TairRoaring is Alibaba Cloud Tair's implementation of the Roaring bitmap data structure. It delivers high query throughput at low memory cost by combining three optimizations:
Two-level indexes and dynamic containers — balance between performance and space complexity across a wide range of data distributions.
SIMD (single instruction, multiple data), vectorization, and popcount algorithms — improve computational efficiency for both time and space complexity.
Tair's storage engine — provides the computing performance and stability that production workloads require.

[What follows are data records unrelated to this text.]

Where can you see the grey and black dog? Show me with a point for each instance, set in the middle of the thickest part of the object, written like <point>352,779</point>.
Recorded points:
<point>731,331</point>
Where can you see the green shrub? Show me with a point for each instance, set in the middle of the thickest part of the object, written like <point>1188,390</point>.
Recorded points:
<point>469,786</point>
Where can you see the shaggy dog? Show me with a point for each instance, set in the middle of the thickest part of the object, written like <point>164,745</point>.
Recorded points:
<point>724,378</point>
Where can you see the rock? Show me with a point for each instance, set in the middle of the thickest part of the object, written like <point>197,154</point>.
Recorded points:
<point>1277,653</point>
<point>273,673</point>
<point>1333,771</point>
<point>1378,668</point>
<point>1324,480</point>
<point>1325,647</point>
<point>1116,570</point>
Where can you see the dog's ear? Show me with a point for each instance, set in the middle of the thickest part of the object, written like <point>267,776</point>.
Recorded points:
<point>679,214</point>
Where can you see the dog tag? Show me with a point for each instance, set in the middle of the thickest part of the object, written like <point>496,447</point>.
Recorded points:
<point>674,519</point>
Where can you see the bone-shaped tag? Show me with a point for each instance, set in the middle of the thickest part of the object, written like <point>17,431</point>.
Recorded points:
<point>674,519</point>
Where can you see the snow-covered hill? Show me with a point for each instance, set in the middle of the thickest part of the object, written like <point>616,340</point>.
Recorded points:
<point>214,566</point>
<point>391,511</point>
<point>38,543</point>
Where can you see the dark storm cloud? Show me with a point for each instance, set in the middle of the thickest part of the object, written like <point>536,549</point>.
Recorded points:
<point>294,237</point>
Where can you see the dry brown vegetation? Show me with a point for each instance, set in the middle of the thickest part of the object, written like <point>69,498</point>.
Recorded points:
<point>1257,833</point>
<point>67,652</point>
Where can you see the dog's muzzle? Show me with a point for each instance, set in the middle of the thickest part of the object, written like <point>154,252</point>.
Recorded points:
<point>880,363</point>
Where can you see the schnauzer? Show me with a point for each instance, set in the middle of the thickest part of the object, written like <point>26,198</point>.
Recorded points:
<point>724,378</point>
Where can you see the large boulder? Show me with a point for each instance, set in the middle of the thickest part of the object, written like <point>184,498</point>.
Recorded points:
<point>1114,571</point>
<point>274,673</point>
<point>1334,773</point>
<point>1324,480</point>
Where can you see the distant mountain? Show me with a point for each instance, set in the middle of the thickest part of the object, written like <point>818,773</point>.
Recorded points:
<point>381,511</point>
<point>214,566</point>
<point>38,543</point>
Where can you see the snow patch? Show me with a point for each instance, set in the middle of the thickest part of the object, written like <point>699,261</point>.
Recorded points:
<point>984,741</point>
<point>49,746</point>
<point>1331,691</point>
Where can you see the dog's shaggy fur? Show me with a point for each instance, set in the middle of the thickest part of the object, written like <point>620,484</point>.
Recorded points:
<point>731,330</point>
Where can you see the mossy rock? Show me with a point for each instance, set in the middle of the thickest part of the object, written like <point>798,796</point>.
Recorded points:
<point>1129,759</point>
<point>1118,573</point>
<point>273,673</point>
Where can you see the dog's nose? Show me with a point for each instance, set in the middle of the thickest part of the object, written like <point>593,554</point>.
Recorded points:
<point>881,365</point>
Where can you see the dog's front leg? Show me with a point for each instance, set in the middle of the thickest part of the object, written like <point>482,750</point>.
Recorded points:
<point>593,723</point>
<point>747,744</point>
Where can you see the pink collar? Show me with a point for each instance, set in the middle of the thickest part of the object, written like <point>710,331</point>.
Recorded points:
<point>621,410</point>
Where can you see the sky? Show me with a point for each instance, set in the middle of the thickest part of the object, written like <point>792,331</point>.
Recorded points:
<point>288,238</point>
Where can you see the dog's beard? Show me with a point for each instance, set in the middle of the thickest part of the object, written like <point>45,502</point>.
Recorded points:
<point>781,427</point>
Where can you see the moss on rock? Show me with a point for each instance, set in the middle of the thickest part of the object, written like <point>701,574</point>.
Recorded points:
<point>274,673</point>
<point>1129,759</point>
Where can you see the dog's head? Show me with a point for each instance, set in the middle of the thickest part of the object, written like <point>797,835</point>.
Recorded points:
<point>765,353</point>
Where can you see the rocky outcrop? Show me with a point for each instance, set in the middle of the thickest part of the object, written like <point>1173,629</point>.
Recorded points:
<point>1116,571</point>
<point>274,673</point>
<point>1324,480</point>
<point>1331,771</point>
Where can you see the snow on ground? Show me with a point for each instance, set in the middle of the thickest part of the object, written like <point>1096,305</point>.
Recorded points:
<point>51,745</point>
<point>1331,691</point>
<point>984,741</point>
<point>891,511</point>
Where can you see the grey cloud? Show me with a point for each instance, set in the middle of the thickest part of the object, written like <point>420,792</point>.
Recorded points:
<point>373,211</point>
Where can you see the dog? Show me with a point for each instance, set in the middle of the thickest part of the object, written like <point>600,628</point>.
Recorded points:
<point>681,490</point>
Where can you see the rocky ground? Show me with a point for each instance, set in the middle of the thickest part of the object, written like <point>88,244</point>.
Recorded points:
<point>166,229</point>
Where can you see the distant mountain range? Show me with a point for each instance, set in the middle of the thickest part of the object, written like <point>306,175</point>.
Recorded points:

For a full command reference, see TairRoaring.
Test environment
All benchmarks in this document run against a 16 GB Tair (Enterprise Edition) DRAM-based instance. Network latency between the client and instance is under 0.1 ms.
For cluster architecture tests, four DRAM-based cluster instances are used, each shard sized at 4 GB:
| Instance | Shards |
|---|---|
| 8 GB | 2 |
| 16 GB | 4 |
| 32 GB | 8 |
| 64 GB | 16 |
The client is deployed in the same zone as the instances and connects through proxy endpoints. All instances are configured with a maximum bandwidth of 2,048 Mbit/s to prevent network saturation during testing.
The QPS values throughout this document are reference values measured under specific test conditions. Actual performance depends on your instance specification, data distribution, key count, network environment, and command mix.
Test tool
Download: redis-benchmark.tar.gz
The tool is written in Go and follows the same design as the redis-benchmark utility — easy to use and modify. It generates two independent random values (__RAND__ and __RAND2__) per request and outputs results as histograms.
Parameters:
| Parameter | Default | Description |
|---|---|---|
-h | 127.0.0.1 | Instance endpoint |
-port | 6379 | Instance port |
-a | — | Password in <user>:<password> format |
-d | 30 | Test duration (seconds) |
-c | — | Total number of requests; overrides -d when set |
-p | 4 | Concurrent connections |
-r | 100000000 | Range for __RAND__ |
-r2 | 100000000 | Range for __RAND2__ |
-command | TR.GETBIT foo-__RAND__ | Command to run; append __RAND__ or __RAND2__ to a command or parameter suffix to generate random values |
-batching | — | Pipeline batch size; wraps commands in MULTI/EXEC |
Example:
# Run TR.SETBIT with 20 concurrent connections for 30 seconds.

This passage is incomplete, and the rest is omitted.